High-level changes from IDNA2003 in the "current
work"
John C Klensin
klensin at jck.com
Fri Mar 7 15:51:50 CET 2008
--On Thursday, 06 March, 2008 15:02 -0800 Paul Hoffman
<phoffman at imc.org> wrote:
> Hi again. It would be useful for those coming in late to have
> a summary of what changes are embodied in the current set of
> documents. Here's my first take on such a list. If people like
> this format, it could be used as the beginning of an outline
> for the BoF/WG.
Paul, I think you have stated some of these goals a little more
narrowly than is intended. I'll try to summarize below, but
strongly suggest that people read both the drafts and RFC 4690
before the BOF.
> a) Update base character set from Unicode 3.2 to Unicode 5.0
> or 5.1
Actually, the goal is to make the revised standard Unicode
version-agnostic. Getting to 5.0 or 5.1 is a consequence of
that approach. The underlying issue is discussed in Sections 3
and 5.2 of RFC 4690 (although, if those section were written
today, I believe it might differ in some details).
> b) Disallow most symbol characters
It is better to describe this as "disallow most characters that
are not letters or digits". See section 5.1 of RFC 4690.
> c) Remove the mapping and normalization steps from the
> protocol and have them instead done by the applications
> themselves, possibly in a local fashion, before invoking the
> protocol
yes, but see forthcoming response to James (in a separate
thread).
> d) Change the way that the protocol specifies which characters
> are allowed in labels from "humans decide what the table of
> codepoints contains" to "decision about codepoints are based
> on Unicode properties plus a small exclusion list created by
> humans"
I'm not sure I know how to express this better, but note that
what the issue is about may seem to change a great deal based on
how one states it. While I've had some serious disagreements
with some active participants in the development of Unicode, I
have never had reason to believe that any member of the Unicode
Technical Committee (UTC) is non-human. Given that the Unicode
properties are created by humans, the distinction that the
statement above seems to make is not really a distinction.
It seems to me that there are two underlying questions. One is
where the locus of decision-making lies and about the units in
which decisions are made. I think we still agree that the IETF
is not the right place to try to construct a consensus table on
a character-by-character basis. The other is a question of how
the conclusions are expressed, a question described in the
proposed documents as whether the tables are normative or the
rules that generate them are. That question is somewhat
intertwined with (a), above: if the standard is going to be
Unicode-version-agnostic, then having the IETF adopt a new
standard and new tables for each new version of Unicode (or to
try to freeze things and not move forward... again see RFC 4690
for a discussion of this) is pretty much a contradiction.

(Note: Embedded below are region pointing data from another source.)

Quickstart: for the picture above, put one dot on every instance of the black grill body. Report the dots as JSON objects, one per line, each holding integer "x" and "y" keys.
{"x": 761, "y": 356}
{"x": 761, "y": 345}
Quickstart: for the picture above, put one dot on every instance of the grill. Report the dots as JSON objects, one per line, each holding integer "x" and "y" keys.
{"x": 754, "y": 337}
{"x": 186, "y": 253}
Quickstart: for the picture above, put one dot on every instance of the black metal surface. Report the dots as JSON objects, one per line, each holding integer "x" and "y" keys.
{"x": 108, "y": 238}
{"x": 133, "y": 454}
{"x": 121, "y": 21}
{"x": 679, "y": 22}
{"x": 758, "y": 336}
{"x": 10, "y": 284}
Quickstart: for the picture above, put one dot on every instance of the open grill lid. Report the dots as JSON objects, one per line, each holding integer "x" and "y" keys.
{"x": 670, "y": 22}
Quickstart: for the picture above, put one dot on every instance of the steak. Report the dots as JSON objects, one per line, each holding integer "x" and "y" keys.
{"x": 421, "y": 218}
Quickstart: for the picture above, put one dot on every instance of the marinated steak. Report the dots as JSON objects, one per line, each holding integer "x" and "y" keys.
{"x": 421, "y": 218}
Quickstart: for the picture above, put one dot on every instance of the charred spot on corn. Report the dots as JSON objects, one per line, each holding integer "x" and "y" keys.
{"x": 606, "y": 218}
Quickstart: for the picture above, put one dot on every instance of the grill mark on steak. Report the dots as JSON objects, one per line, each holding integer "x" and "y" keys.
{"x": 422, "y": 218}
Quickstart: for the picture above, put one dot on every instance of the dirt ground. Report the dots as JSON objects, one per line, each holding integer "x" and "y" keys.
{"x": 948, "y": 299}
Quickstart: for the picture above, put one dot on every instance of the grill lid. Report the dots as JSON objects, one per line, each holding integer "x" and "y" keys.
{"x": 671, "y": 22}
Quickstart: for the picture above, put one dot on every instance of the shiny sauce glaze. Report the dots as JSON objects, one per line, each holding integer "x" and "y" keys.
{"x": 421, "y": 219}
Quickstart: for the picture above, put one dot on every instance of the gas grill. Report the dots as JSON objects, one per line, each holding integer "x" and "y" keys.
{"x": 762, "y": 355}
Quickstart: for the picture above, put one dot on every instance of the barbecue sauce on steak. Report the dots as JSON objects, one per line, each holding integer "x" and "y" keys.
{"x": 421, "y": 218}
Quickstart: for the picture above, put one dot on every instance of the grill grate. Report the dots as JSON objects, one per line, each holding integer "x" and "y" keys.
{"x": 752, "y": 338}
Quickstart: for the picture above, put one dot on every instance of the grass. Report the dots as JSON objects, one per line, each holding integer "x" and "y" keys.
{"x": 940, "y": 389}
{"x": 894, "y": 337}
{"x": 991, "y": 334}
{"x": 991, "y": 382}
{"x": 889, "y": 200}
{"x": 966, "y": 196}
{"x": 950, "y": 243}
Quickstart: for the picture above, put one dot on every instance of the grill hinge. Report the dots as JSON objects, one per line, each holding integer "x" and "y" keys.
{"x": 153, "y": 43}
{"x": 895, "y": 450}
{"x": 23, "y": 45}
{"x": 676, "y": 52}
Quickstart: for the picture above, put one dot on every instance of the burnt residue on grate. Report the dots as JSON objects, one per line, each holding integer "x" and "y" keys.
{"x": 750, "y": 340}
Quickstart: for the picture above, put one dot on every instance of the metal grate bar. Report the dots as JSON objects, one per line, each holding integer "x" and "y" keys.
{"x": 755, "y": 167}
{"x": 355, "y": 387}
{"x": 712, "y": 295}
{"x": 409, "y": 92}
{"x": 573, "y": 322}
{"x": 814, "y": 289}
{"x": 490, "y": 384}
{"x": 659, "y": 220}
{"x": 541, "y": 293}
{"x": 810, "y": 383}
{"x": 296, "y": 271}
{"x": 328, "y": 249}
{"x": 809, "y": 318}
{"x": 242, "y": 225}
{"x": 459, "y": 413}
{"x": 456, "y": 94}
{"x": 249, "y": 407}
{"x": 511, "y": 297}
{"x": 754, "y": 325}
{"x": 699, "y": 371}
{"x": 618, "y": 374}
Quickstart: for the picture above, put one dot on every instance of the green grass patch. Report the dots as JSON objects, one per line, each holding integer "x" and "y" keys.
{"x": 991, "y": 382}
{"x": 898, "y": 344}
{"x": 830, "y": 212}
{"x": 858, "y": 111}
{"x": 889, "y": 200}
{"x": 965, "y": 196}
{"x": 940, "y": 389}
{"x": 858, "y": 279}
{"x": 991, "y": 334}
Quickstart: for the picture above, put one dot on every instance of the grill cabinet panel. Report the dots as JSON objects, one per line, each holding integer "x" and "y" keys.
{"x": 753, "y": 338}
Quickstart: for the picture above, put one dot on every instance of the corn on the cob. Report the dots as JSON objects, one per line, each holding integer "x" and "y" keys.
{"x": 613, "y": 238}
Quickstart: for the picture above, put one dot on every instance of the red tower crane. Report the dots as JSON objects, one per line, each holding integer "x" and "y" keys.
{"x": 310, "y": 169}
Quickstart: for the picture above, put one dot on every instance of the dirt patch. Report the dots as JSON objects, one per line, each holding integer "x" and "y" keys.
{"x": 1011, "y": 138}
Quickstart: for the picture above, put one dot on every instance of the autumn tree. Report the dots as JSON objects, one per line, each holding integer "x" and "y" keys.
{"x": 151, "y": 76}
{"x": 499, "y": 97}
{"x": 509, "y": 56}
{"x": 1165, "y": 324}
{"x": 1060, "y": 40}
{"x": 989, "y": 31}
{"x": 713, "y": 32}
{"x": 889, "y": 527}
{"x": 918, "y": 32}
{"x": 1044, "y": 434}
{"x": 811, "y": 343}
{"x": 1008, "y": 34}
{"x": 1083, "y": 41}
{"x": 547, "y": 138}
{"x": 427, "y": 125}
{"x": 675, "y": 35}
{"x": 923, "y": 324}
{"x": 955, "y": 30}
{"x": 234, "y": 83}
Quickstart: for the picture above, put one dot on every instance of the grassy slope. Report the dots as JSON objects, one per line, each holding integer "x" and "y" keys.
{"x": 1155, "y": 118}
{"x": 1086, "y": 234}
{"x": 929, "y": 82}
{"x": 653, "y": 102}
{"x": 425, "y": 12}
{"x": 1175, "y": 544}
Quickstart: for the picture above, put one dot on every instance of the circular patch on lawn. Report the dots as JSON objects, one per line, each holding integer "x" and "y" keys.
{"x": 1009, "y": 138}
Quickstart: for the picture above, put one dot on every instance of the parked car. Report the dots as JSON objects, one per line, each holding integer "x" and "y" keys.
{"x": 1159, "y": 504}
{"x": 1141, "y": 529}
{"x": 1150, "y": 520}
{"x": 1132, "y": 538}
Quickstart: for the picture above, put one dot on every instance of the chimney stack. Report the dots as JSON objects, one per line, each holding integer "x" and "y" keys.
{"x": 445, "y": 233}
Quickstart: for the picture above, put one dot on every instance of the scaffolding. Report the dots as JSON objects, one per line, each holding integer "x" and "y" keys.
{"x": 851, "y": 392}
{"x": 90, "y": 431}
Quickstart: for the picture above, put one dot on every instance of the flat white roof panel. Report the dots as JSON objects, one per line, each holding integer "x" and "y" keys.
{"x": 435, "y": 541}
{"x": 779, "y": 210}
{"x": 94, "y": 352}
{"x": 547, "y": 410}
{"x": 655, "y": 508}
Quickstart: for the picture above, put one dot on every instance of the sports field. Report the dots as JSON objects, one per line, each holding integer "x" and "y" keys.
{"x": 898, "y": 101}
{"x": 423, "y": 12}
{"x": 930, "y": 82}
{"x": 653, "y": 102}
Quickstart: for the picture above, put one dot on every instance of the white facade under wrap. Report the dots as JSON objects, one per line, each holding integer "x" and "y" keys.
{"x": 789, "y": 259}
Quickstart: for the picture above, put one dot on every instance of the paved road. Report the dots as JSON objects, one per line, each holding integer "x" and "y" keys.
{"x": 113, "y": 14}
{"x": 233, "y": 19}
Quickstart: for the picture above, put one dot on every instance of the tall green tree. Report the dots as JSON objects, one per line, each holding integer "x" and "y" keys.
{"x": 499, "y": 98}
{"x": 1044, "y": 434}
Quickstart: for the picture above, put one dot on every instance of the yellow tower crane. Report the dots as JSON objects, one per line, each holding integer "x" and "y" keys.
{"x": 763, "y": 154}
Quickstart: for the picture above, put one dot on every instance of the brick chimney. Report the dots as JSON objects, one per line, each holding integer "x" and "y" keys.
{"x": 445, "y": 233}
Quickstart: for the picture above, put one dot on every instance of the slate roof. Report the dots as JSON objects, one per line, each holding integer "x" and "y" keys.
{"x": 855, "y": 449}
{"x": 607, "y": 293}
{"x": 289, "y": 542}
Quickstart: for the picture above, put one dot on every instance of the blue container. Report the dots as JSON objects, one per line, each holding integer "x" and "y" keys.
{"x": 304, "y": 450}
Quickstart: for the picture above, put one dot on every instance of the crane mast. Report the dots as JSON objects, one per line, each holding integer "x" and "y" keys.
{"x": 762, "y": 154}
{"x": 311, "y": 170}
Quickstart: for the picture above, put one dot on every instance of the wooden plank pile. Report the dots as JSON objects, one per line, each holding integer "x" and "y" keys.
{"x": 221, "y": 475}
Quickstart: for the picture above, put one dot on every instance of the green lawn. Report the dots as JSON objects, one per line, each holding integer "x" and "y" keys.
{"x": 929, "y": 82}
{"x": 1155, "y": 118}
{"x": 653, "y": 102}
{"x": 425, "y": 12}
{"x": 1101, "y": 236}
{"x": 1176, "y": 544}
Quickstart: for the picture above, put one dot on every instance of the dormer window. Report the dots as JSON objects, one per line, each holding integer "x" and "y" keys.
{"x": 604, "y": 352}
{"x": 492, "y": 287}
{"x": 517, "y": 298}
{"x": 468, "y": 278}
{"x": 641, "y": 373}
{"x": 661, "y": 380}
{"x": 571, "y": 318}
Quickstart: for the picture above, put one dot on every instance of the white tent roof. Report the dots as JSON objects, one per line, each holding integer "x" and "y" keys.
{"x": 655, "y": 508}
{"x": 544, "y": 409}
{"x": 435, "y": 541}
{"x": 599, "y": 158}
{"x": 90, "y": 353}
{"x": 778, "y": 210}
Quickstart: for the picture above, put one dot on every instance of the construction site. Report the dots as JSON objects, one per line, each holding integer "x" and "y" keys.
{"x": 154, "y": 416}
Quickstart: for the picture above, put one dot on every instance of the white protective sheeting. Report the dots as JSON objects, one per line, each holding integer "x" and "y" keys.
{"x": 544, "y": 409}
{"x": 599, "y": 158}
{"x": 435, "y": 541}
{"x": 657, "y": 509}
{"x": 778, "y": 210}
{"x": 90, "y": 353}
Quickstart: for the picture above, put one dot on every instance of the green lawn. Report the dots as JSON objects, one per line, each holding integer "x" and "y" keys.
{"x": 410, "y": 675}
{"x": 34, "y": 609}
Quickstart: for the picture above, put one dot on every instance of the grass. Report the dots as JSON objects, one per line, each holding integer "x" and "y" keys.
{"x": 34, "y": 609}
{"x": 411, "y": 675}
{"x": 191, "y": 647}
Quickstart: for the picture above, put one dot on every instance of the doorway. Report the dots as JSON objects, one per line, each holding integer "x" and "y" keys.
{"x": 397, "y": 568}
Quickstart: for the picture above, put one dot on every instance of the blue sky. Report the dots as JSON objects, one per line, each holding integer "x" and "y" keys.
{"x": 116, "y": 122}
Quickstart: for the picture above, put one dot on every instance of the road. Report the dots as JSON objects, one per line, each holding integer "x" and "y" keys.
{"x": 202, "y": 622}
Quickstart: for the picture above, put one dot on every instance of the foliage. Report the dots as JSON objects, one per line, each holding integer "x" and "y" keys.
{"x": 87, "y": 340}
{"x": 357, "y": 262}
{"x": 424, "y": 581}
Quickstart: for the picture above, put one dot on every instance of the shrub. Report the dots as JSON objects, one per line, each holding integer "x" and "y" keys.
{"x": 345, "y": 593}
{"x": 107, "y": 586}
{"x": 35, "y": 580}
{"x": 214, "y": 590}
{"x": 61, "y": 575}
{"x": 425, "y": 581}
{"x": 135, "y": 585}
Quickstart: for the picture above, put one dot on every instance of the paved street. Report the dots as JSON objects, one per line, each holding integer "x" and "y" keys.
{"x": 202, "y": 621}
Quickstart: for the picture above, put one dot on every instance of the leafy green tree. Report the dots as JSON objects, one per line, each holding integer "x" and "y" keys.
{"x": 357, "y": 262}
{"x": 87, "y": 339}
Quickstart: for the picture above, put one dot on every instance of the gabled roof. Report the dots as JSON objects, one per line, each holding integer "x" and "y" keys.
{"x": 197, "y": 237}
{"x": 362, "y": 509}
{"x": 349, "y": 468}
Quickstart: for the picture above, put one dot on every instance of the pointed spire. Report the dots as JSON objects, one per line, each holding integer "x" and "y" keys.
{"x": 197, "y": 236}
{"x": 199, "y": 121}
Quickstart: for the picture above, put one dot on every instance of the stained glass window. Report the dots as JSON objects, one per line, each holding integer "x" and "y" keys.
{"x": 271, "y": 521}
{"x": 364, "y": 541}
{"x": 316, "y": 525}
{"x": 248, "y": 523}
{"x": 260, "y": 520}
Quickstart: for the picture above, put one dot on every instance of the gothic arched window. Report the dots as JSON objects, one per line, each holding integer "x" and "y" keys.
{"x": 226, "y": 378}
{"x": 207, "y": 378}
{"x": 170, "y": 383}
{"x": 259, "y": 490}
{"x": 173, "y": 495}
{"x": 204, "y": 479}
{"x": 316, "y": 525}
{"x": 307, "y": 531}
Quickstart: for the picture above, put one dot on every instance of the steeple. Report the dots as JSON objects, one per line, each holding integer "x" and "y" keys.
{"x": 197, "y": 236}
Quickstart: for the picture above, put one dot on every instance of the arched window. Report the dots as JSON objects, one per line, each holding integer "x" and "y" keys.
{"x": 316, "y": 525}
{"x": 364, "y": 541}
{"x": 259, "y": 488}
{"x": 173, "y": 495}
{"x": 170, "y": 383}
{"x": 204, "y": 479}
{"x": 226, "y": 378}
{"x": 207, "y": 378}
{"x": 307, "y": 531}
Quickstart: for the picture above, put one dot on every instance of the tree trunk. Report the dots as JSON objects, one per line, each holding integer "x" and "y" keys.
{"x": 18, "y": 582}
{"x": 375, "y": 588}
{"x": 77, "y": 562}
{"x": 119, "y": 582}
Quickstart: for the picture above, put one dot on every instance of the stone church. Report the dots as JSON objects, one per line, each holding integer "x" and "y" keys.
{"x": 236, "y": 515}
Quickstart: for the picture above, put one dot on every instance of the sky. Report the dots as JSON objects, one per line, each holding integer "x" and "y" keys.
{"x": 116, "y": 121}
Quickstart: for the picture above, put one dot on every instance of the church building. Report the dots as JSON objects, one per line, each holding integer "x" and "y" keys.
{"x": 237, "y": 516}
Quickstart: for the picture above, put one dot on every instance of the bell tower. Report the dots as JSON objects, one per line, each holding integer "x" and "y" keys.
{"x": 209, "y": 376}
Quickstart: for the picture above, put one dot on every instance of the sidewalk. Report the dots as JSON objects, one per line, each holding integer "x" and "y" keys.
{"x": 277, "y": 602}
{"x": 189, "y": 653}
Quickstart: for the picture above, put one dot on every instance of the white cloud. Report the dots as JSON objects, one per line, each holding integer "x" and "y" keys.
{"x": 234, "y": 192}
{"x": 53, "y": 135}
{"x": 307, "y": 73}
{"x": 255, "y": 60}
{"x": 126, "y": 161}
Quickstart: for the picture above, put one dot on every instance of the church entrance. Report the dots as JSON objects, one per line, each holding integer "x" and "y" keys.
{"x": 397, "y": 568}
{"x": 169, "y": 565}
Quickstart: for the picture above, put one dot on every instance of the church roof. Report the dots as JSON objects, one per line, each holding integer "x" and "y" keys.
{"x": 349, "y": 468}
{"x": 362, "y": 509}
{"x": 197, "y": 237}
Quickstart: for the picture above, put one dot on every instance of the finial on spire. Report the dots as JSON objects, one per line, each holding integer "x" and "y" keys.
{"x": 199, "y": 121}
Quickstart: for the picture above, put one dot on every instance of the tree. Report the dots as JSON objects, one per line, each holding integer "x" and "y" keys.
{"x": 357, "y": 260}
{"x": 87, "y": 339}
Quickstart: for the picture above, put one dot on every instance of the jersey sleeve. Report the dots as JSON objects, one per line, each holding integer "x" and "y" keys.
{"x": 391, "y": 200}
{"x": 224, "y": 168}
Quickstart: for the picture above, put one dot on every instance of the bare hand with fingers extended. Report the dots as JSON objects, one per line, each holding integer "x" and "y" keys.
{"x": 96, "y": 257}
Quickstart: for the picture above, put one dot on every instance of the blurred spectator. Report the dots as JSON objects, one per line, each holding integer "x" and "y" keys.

> e) Allowing typical words and names in languages such as
> Dhivehi and Yiddish to be expressed
> f) Make bidirectional domain names (delimited strings of
> labels, not just labels standing on their own) display in a
> non-surprising fashion
>
> g) Make bidirectional domain names in a paragraph display in a
> non-surprising fashion
>
> Is the list a fair categorization? Should more items be added?
> Should some items be removed?
I think others have discussed the bidi-related issues, but it is
probably at least worth noting, for the benefit of new arrivals,
that all of (e)-(g), or any reasonable reformulation of them,
are issues with right-to-left writing systems only.
I would add two more...
(h) Introduce the new concept of characters that can be used
only in specific contexts.
This is driven primarily by the need to permit the use
of previously-prohibited (for the obvious specific case,
mapped-to-nothing) joining characters where they are
necessary to preserve information in scripts because of
Unicode character shaping and presentation rules. By
means of explanation, rather than trying to go into the
details, this is a particular problem for word formation
and use with several scripts used in the Indian
Subcontinent and nearby areas. For those scripts, it is
claimed that mapping the zero-width joiners and
non-joiners to nothing loses too much information to be
appropriate (as well as creating some serious problems
with "meaning" when ToUnicode(ToASCII(string)) is
applied). There are some separate questions (still
being discussed) about the use of the same or similar
characters as virtual word-separators in other scripts.
(i) Explicitly separate the definitions for the "registration"
and "lookup" activities and introduce explicit rules for
validation of IDN strings before DNS lookup.
IDNA2003, whether explicitly intended or not, has the
effect of putting almost all responsibility for
conformance on the registration process. If something
can be registered, even in violation of the standard, it
will be looked up. It appears that some registries
have deliberately violated the registration rules to
make things consistent with their beliefs about correct
local conventions. Some of these violations are
harmless except that, for some of them, some
applications will find the names on lookup and others
will not. Others could create significant risks. The
proposed documents attempt to identify the latter cases
and prohibit the strings even being looked up in the
DNS, creating an "even if you register that, the lookups
will almost always fail" situation for rogue registries.